Begitu masuk kembali ke kamar, Daniel sudah siap dengan jawabannya.
“Nak Daniel, kenapa lama sekali menjawab telponnya? Bagaiman dan ke mana Anjani perginya?”
“Maaf, Pak. Tadi setelah menelpon, saya ke kamar mandi dulu, perut saya sakit.”
“Aku bertanya tentang Anjani.”
“Mbak Anjani baik-baik saja.”
“Mengapa tidak segera pulang? Ini sudah jam berapa?”
“Begini Pak, mbak Anjani baik-baik saja, tapi dia sedang menemani temannya yang sakit. Jadi sekarang mbak Anjani ada di rumah sakit.”
“Temannya itu siapa?”
“Yang itu pak … yang tadi … jalan-jalan sama mbak Anjani.”
“Nak Nilam?”
“Ya, mungkin Pak, saya tidak tahu namanya.”
Daniel agak tertegun mendengar nama itu, ia seperti mengenalnya, tapi hanya nama, entahlah, Daniel kemudian tak lagi melanjutkan pembicaraan itu. Tapi ketika dia mau keluar, Marjono kembali memanggilnya.
“Nak, tadi itu kamu menelpon nomor Anjani kan?”
“Iya Pak.”
“Mengapa Anjani tidak menerima sendiri panggilannya, lalu berbicara denganku?”
“Itu Pak, rupanya mbak Anjani ada di dalam, sedangkan ponselnya dipegang oleh mas Jatmiko.”
“O, dia masih bersama nak Jatmiko juga? Tapi Anjani baik-baik saja kan?"
“Iya Pak. Tadi hanya berpesan, agar Bapak segera istirahat, besok kalau temannya sudah membaik, mbak Anjani akan menelpon, pasti.”
Marjono mengangguk. Barangkali karena rasa setia kawan, Anjani harus menemani teman atau boleh dikatakan atasannya yang sedang sakit. Marjono merasa lega. Ia kemudian memejamkan mata, dan terlelap tak lama kemudian.

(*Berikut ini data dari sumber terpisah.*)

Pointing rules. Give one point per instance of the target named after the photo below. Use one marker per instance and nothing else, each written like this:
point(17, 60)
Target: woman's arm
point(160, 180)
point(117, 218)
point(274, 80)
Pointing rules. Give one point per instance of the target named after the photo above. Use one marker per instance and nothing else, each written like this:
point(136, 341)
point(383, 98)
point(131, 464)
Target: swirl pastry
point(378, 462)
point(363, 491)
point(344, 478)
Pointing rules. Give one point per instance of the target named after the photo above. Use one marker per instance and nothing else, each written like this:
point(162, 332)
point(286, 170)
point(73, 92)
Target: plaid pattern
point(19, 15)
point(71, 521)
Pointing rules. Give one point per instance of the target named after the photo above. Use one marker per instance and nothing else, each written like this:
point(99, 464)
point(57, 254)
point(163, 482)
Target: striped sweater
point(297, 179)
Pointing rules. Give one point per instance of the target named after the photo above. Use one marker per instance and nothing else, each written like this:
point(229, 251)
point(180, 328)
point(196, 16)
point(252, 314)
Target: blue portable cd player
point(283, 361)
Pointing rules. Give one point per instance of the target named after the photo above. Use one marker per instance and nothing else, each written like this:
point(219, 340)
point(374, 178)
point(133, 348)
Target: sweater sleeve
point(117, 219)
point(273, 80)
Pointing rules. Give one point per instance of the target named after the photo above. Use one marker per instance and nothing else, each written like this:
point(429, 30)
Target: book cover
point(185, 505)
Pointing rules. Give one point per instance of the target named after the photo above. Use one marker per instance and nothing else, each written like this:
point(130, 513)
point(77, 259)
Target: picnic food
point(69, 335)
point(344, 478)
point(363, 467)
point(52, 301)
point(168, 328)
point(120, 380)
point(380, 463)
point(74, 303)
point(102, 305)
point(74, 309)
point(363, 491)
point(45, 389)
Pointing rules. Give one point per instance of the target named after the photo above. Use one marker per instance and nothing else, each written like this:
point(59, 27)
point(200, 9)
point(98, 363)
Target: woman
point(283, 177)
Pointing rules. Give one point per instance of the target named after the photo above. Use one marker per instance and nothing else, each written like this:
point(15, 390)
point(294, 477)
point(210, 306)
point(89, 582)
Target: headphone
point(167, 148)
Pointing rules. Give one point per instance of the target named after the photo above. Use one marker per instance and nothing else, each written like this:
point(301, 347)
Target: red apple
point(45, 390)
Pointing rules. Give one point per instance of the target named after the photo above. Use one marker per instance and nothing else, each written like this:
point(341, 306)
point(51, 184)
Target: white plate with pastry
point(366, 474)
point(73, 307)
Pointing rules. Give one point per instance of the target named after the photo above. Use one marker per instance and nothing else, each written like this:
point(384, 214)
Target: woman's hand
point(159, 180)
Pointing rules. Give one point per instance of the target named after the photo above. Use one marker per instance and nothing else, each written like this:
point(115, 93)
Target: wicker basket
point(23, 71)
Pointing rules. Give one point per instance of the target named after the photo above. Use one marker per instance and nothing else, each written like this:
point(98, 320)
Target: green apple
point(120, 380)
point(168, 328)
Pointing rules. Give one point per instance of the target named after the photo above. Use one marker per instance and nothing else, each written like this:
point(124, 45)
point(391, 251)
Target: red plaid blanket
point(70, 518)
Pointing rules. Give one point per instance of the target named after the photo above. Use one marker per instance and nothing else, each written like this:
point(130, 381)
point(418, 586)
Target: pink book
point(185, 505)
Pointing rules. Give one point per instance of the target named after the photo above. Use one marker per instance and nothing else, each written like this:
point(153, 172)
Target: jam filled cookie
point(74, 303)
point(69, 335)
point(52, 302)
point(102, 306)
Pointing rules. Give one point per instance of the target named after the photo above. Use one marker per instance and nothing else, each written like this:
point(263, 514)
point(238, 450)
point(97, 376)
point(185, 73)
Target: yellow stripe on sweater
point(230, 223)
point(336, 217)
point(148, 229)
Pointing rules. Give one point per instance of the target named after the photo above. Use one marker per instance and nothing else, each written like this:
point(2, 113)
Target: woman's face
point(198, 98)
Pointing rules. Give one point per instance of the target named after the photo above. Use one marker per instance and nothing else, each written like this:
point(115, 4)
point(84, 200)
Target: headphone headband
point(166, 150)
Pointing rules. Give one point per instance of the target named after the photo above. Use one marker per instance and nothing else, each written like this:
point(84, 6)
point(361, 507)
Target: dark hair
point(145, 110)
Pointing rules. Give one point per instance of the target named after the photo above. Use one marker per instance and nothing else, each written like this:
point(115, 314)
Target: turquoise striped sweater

Daniel menghela napas lega. Ia bisa berbohong sementara, dan berharap Anjani benar-benar bisa menelpon ayahnya, besok pagi, seperti perkataannya, tadi.
***
Raharjo pun terpaksa menelpon Wijan, karena sudah malam belum juga pulang. Jawaban bahwa Nilam dan Anjani kecelakaan, bahkan sampai belum sadar, membuatnya cemas. Ia keluar dari kamar, membangunkan bibik.
“Ya, Pak,” kata bibik agak terkejut. Setengah sadar dia mendekati sang majikan, yang siap dengan pakaian rapi.
“Bapak mau ke mana? Malam-malam begini?”
“Ke rumak sakit. Nilam kecelakaan.”
Bibik terbelalak.
“Kecelakaan bagaimana?”
“Ceritanya belum jelas, katanya Nilam dan Anjani kecelakaan, sampai sekarang belum sadar.”
“Apa bibik harus ikut?”
“Tidak usah. Kamu siap-siap saja. Kalau mereka membutuhkan sesuatu, aku akan menelpon kamu.”
“Baik, Pak. Ya Tuhan, semoga mbak Nilam tidak apa-apa. Kok bisa kecelakaan, padahal perginya sama mas Wijan juga. Terus mas Wijan bagaimana, apa dia juga terluka?” gumam bibik terus menerus, sambil mengantarkan Raharjo sampai ke halaman, dan kemudian mengunci pintu rumah.
***
Berbeda dengan keluarga Marjono dan Raharjo yang panik atas belum pulangnya anak-anak mereka, Suri tampak lebih tenang, karena mengira Nilam menginap di rumah ayahnya.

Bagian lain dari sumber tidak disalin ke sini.